California Autos Examiner

Tuesday, January 12, 2010

2010 North American International Auto Show: Initial thoughts

January has once again arrived and I find find myself in Detroit for the Auto Show.  I have posted random tidbits on my Twitter account and full reports and interviews will be posted later on, but for now I just wanted to share some general observations.

The mood at the show this year is markedly different than 2009.  There is more confidence and optimism being shared by executives who are all too happy to close the books on a year that had more downs than ups.

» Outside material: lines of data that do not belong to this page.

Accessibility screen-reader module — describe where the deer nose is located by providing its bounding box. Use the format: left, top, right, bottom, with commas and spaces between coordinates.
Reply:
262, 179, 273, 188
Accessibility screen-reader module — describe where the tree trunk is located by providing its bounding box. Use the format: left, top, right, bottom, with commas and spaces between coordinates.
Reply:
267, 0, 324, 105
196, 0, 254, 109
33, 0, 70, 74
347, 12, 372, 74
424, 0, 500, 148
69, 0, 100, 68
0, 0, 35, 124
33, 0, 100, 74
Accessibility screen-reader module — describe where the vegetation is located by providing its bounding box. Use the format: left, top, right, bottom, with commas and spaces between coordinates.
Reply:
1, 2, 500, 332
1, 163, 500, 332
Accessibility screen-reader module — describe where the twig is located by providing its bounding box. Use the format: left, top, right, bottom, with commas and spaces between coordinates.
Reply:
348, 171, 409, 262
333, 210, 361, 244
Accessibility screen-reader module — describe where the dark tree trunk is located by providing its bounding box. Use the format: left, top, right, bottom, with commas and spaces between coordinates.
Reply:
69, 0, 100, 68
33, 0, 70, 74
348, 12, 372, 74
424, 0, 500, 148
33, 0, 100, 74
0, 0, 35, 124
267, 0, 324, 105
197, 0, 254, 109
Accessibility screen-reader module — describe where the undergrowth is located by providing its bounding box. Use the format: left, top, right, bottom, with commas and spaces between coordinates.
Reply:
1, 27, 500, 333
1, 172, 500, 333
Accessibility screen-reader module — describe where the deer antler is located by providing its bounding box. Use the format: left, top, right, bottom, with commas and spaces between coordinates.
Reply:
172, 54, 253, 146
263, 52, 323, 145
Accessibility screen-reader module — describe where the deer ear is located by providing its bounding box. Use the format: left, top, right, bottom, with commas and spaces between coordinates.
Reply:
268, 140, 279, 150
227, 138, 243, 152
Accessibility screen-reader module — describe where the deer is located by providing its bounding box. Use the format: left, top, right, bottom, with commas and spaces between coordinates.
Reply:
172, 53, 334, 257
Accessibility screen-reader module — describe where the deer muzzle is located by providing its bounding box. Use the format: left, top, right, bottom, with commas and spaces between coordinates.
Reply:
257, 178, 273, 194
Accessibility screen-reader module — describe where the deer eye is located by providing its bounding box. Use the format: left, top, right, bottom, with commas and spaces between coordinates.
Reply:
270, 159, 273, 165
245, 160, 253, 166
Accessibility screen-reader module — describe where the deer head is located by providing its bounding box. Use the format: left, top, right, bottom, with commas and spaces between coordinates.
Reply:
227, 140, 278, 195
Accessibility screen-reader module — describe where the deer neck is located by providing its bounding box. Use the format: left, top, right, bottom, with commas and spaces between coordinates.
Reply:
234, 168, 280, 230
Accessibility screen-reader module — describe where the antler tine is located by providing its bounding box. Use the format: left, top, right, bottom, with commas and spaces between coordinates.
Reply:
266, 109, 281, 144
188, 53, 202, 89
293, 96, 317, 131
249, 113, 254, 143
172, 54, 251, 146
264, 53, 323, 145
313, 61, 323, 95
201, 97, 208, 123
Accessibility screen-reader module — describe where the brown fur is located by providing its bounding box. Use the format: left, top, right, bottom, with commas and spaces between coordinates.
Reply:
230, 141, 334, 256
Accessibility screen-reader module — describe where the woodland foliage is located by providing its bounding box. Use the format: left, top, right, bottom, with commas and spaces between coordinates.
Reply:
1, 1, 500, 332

Looking at the three domestics:  Both General Motors and Ford are showing a strong lineup of products, heavily influenced by future fuel economy mandates.  Chrysler was pretty quiet at the show.

In the GM aisle we saw the Aveo RS "concept" that basically shows us what the next Aveo will look like (minus the show car jewelry).  It is a stylish number that holds a lot of promise.  We also saw the Spark which will slot beneath the Aveo as the new entry level model in the lineup.  Also on the stage was the Cruze,  replacing the Cobalt,  which promises to offer a tremendous jump in refinement.

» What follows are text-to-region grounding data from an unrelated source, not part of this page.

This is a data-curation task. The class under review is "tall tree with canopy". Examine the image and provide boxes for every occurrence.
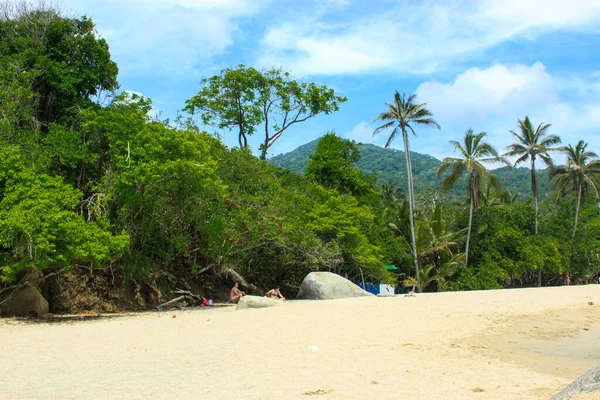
[551,140,600,238]
[0,1,118,128]
[305,132,373,197]
[437,129,508,267]
[373,91,440,287]
[503,116,561,286]
[184,65,346,158]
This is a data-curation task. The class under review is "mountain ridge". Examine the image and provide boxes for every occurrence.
[269,138,551,199]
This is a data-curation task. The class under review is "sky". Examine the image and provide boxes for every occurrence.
[62,0,600,163]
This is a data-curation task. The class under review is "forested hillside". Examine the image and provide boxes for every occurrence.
[270,140,551,199]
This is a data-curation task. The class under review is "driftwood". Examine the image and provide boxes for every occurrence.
[153,288,205,311]
[153,295,187,311]
[219,267,260,294]
[172,288,203,303]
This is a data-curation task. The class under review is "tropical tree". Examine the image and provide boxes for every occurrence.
[305,132,374,196]
[373,91,440,286]
[0,4,118,129]
[437,129,508,266]
[504,117,560,286]
[184,65,346,158]
[551,140,600,237]
[504,117,561,234]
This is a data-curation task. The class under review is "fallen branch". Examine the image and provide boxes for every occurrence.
[219,266,260,293]
[153,295,187,311]
[172,288,203,303]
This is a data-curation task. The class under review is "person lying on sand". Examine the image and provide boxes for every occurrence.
[266,287,285,301]
[229,283,245,304]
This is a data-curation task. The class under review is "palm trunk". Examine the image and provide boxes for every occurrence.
[402,129,419,287]
[531,157,538,235]
[531,156,541,287]
[573,181,582,238]
[465,194,474,267]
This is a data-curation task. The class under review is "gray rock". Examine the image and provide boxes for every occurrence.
[552,363,600,399]
[296,272,374,300]
[236,295,284,311]
[0,284,49,317]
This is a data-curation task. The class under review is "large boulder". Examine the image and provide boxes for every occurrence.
[236,295,285,311]
[553,363,600,399]
[0,284,49,317]
[296,272,374,300]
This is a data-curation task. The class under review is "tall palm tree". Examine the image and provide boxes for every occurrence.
[504,117,561,235]
[437,129,508,266]
[504,117,560,287]
[373,91,440,287]
[551,140,600,238]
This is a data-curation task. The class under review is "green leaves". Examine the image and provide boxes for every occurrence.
[305,132,375,197]
[0,11,118,127]
[184,65,346,159]
[0,149,128,282]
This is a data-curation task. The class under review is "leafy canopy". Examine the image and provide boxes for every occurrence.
[184,65,346,158]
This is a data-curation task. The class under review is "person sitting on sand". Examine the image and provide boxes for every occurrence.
[229,283,245,304]
[266,287,285,301]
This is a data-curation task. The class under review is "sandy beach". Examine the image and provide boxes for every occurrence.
[1,285,599,399]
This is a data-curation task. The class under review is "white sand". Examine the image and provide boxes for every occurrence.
[1,285,599,399]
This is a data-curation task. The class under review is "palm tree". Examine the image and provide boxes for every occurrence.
[437,129,508,266]
[373,92,440,287]
[551,140,600,238]
[504,117,561,235]
[504,117,560,287]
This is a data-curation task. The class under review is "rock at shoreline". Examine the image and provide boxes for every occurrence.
[552,363,600,399]
[0,284,49,317]
[296,272,374,300]
[236,295,284,311]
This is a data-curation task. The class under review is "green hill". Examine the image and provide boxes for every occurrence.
[270,139,551,200]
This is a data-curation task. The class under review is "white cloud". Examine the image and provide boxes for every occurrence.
[343,121,375,143]
[412,62,600,162]
[416,62,557,125]
[64,0,264,77]
[258,0,600,76]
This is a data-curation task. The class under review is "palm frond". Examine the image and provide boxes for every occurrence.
[373,120,395,135]
[384,126,399,148]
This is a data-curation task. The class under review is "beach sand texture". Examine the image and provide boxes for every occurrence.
[1,285,599,399]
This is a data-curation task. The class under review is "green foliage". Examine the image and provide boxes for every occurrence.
[551,140,600,237]
[305,133,375,196]
[0,8,118,127]
[184,65,346,158]
[0,146,128,283]
[270,139,552,200]
[3,4,600,306]
[437,129,508,266]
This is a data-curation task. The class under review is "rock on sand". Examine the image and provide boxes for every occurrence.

GMC showed us the Granite concept and it ranks up near the top of the charts for me at this year's show.  I honestly was not expecting to be so impressed with a car that had been described by some as a Scion xB, Nissan Cube type of vehicle. The Granite is much more than either one of those vehicles, its interior shows a real maturity and premium look that pleases the eye.  I spoke with Margaret Brooks, Product Marketing Director for small cars and crossovers at Chevrolet, and what she said applies to the Granite:  You cannot appear as though you are trying too hard or be overly juvenile in marketing to youth.  For me, the Granite might be in the shape of an xB/Cube, but it is in the spirit of Mini and I estimate it would likely command a similar pricing of $20K-$30K should it be produced.  My only hope is that the interior not be watered down too much in a production model.

Buick showed us the Regal GS concept and it has received a lot of compliments on the show floor.  The wheels on that car are fantastic and who is going to argue with more power hooked to a manual transmission?

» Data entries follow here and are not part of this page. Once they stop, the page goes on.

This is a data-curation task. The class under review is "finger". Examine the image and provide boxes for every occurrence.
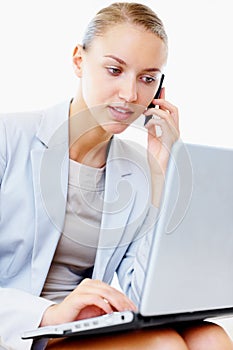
[101,286,137,312]
[151,100,179,125]
[66,293,114,316]
[146,115,177,131]
[78,294,114,314]
[145,98,179,123]
[93,284,137,312]
[145,112,177,135]
[76,305,106,320]
[146,117,180,142]
[145,109,179,132]
[78,279,137,312]
[160,86,165,99]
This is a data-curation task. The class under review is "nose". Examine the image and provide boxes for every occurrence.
[118,76,137,103]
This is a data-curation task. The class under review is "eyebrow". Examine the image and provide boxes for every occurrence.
[104,54,161,73]
[104,55,126,65]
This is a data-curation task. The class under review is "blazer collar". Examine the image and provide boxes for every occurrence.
[36,100,71,147]
[92,138,137,282]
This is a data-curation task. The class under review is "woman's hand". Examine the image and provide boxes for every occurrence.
[143,88,180,207]
[40,278,137,327]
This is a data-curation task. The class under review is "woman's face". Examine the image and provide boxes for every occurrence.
[74,23,167,134]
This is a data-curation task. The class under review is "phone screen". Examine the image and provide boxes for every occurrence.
[144,73,165,125]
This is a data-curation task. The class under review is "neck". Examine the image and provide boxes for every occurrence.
[69,96,112,167]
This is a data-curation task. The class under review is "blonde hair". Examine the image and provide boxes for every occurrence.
[82,2,168,51]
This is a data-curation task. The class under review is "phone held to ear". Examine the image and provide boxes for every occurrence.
[144,73,165,126]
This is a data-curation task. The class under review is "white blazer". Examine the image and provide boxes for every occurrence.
[0,101,157,349]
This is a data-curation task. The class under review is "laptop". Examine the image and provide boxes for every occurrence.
[22,141,233,341]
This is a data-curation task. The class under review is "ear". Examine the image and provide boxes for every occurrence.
[72,44,84,78]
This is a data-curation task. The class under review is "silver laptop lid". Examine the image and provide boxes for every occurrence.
[140,142,233,316]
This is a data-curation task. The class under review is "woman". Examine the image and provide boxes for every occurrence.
[0,2,232,349]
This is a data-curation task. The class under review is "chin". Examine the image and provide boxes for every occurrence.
[103,122,129,135]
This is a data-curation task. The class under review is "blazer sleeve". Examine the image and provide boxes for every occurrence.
[0,117,56,349]
[116,205,158,306]
[0,288,55,350]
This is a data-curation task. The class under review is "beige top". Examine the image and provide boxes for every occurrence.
[41,159,105,303]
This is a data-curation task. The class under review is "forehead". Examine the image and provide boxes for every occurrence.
[87,23,167,69]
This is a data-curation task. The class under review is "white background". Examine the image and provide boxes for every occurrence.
[0,0,232,148]
[1,1,233,335]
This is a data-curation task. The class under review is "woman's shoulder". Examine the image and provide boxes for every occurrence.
[0,100,70,136]
[0,108,45,132]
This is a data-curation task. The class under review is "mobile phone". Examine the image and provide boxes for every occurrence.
[144,73,165,125]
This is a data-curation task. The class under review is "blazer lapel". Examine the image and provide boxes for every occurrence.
[30,101,70,295]
[93,138,137,282]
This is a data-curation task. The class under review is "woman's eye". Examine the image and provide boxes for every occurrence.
[141,75,156,84]
[106,67,122,76]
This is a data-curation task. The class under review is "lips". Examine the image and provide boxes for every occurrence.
[108,105,134,122]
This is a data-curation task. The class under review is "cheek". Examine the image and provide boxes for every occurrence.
[136,91,152,109]
[83,76,116,107]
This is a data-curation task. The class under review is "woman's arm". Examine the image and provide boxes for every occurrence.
[144,88,180,207]
[0,288,55,350]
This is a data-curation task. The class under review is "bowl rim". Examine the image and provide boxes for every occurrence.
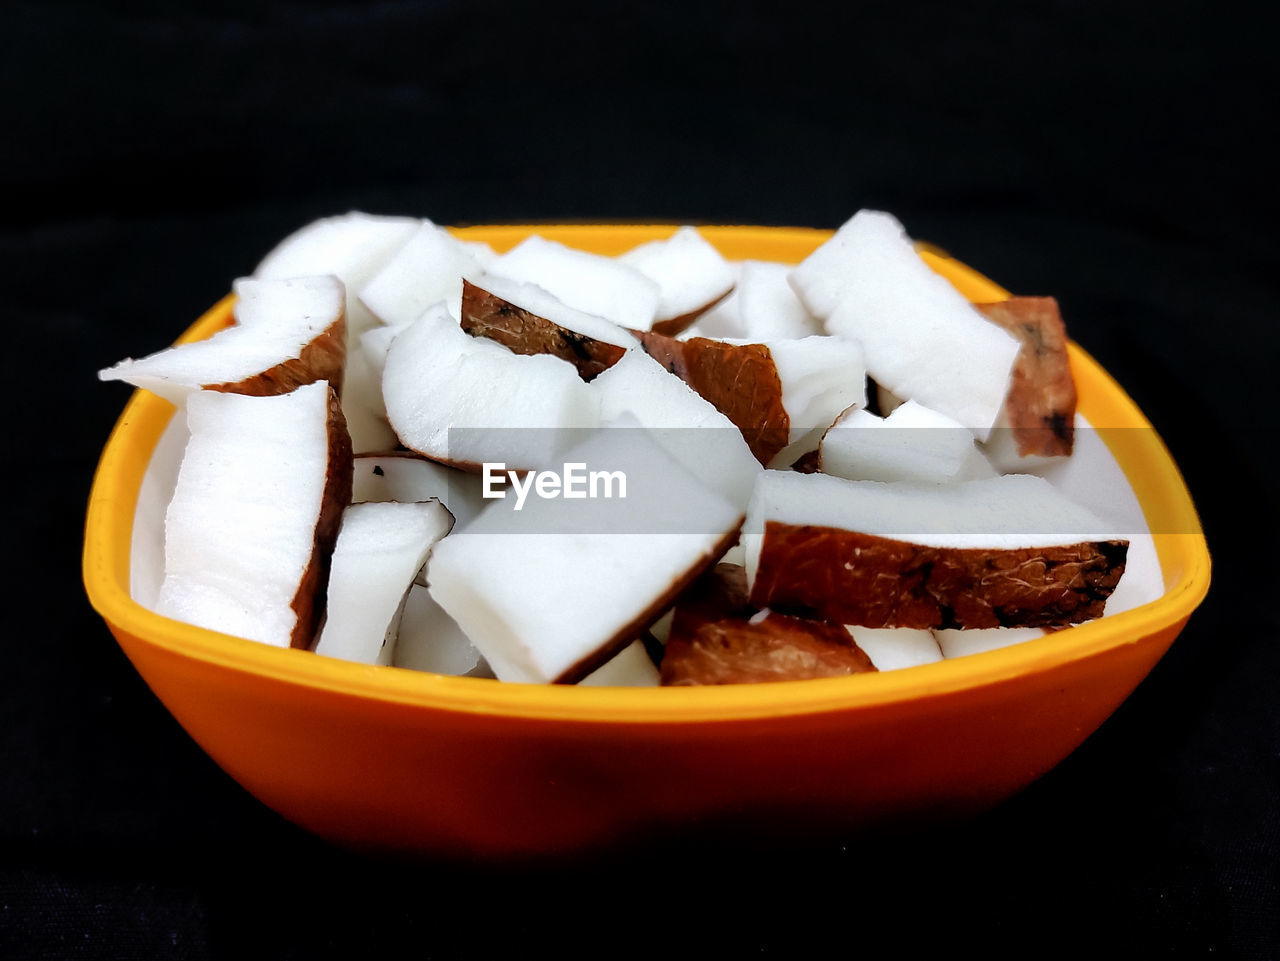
[83,223,1211,723]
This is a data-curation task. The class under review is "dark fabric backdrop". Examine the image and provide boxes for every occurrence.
[4,1,1276,958]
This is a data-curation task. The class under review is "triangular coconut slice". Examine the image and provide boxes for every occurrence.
[659,564,877,685]
[393,584,492,676]
[819,399,995,485]
[578,640,660,687]
[156,380,352,649]
[790,210,1020,440]
[426,420,743,684]
[99,276,346,405]
[313,500,455,665]
[590,348,762,511]
[485,234,661,331]
[352,452,487,530]
[357,221,486,326]
[974,297,1077,467]
[845,627,943,672]
[743,471,1128,630]
[459,277,633,380]
[618,226,736,336]
[382,304,601,471]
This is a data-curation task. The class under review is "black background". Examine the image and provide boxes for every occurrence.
[4,1,1277,958]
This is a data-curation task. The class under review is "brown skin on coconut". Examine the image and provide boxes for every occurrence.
[207,311,347,398]
[460,280,627,381]
[975,297,1076,457]
[292,386,354,649]
[661,564,877,686]
[750,521,1127,631]
[630,330,791,466]
[648,286,735,337]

Cadillac's CTS-V coupe takes a beautiful car and dumps a Costco sized container of chili pepper flakes on it.  It just might melt cars parked next to it.

Cadillac's XTS concept is thinly veiled look at the STS/DTS replacement.  I will be having a closer look at it today.

Over on the Ford stand the biggest news is the Focus and what a story it is.  The current U.S. Focus is a dumpy design whereas the new sedan and hatch are simply beautiful. We finally get the same car as the Euros and that can mean nothing but good things.  There is a lot of nice detail work in the sheet metal and the sedan does not get the short end of the stick:  It's just as attractive as the hatch!

Bottom line is that Ford and Chevrolet have two extremely competent entries in the Focus and Cruze that will give consumers powerful reasons to buy domestic again.

Lincoln showed us a refreshed MKX.  The new nose of Lincoln looks the best on this crossover. The interior also gets a nice touch-up, with touch sensitive controls on the center stack and better materials. The rear does see improvements, including a novel approach to LED lighting where the lights are turned around and reflected back, eliminating the "hot spots" that most LED taillights have.

Chrysler placed beautiful models in front of its vehicles and a Chrysler badged Lancia Delta hinted at what the future might hold in store for the brand.  Overall the only production news at the show were some special edition models, not much to write home about. Most interest was placed on Sergio Marchionne walking around the show floor.  He certainly has his work cut out for himself.

Honda showed us the CR-Z hybrid, a car I was prepared to hate.  However, in person it looks quite nice.  The only disappointment for me was that its mileage was only in the 30s for both city and highway.  I was shocked when I heard those figures.

Toyota displayed the FT-CH hybrid concept.  This car would be a little brother to the Prius and likely be part of a Prius family. I didn't spend a lot of time looking at it, but I have no initial objections.  Seems like a good idea.

Volkswagen showed us its NCC concept, but lets just call it the Jetta coupe and be done with it.  Very good looking car and the interior is attractive.  If I had to quibble, VW's instrument panels have become a bit ho-hum, how about shaking things up?

Audi showed us its latest take on the e-tron electric sports car concept.  This Detroit model is much better than the orange monster that I recently looked at in Los Angeles.   If the production model looks like this, it will be a clear winner.

When you add up all the debuts at this year's show, it wasn't quite the bumper crop of some years past.  For example, there was no news conferences from Nissan, Infiniti, Mitsubishi, Suzuki, Acura, and Volvo to name a few.  When you add that together with the brands that are no longer with us this year, it adds up to a lighter schedule.  What was displayed at the show was good, there really were no stinkers from anyone.  Ford and GM really did the heavy lifting, the home teams have a lot to be proud of.  It would have been nice to have seen more from Chrysler, but they are in a major transitional period.

General Motors covered my expenses so that I could attend the show.